Patients with chronic ailments visit more frequently. If you are like most patients, you feel helpless between visits. Others, called e-Patients, research their symptoms online—especially when they have uncommon ailments.
You have a vested interest when seeking a cure for yourself or a loved one. Medical research, once veiled and only for the privileged, is now available to all on the internet. If you are able to sift through the inaccuracies and conspiracy theories, you can discover cutting-edge health solutions.
Even without credentials, as a studious patient, you can learn medical theory from clinical studies. You may then grasp and suggest new treatment options for your individual symptoms.
Many doctors attend seminars and remain current by reading medical literature. Some contribute to clinical research and present new findings to their peers. As is the case with many professions, there are doctors who find a niche and get comfortable repeating the same methods.

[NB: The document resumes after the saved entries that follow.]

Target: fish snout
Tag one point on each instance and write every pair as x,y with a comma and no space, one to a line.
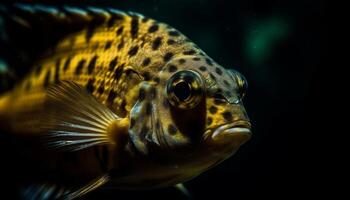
236,133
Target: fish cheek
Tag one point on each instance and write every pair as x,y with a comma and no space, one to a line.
143,118
191,123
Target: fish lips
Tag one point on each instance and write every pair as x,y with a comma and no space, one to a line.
236,133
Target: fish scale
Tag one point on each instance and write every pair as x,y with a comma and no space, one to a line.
78,49
118,97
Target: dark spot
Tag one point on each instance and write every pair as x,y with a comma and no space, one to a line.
92,64
172,68
156,43
100,89
113,63
111,96
133,51
168,56
146,76
212,76
218,71
156,79
57,71
115,17
209,121
90,86
66,64
153,93
182,91
132,123
228,93
209,62
47,79
80,67
145,19
69,157
118,72
144,132
105,155
146,62
227,116
27,86
219,101
203,68
153,28
213,109
142,94
38,70
189,52
134,27
226,83
120,30
111,22
166,103
174,33
148,109
172,129
182,61
121,45
171,42
108,45
158,125
91,28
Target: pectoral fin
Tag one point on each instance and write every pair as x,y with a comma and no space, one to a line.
183,190
74,119
46,191
144,119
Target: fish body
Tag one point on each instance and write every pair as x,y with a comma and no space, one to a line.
123,99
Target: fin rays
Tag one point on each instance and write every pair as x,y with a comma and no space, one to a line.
74,119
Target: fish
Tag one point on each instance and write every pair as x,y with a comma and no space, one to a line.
113,97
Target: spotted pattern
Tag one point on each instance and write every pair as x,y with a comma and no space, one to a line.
172,129
153,28
80,67
133,51
156,43
168,56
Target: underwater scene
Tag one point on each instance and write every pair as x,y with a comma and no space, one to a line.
172,99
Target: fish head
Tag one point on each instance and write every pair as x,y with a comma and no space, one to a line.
196,117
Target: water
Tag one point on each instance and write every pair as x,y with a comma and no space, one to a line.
277,46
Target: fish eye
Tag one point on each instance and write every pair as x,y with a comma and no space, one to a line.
241,81
242,85
185,89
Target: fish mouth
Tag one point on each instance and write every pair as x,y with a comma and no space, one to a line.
239,131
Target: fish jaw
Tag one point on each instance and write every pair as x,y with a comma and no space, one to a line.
236,133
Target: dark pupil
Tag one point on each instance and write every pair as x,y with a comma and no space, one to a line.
182,91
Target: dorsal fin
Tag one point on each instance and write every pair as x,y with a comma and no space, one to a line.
27,30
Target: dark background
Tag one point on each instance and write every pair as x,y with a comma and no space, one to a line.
278,46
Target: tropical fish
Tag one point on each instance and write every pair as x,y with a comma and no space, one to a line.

Do Not Imply You Know Better
As a wise patient, you tread lightly during physician encounters. Yielding, despite having much to say about theoretical diagnoses and treatment options, requires restraint. Most doctors would rather not hear about your patient research. There is disdain for the comments of e-Patients, “Dr. Google,” or “WebMD.”
As a patient, you must listen twice as much as you speak. Interjecting logical questions at key points in the discussion can be productive. It is much better if the doctor suggests the solution, even if you suspect the answer.
I have had a few great doctors and others that are less than great. So I am one who investigates symptoms before contacting doctors. Then I present the symptoms to my physicians to compare conclusions. When they differ, I yield to the professionals. If their remedies are ineffective or exceed my budget, I interject other suggestions.
There are several examples of less-than-effective doctoring. In response to chronic pain, doctors progressively prescribe various levels of pain pills. Most are available over the counter. Even with these, adverse gastrointestinal issues are inevitable.
I began gulping down antacids. By the end of the second bottle, I looped in my primary physician who offered a prescription antacid.
Still without relief, upper an lower endoscopy was scheduled. I agreed to a gastroenterology consultation and testing. The gastroenterologist identified pain in the intestinal tract. After which new prescriptions were received. However, the nightly pain continued.
At less than one tenth the cost, a bottle of probiotics brought more relief than the prescriptions. Better communication between doctors can lead to happier and healthier patients.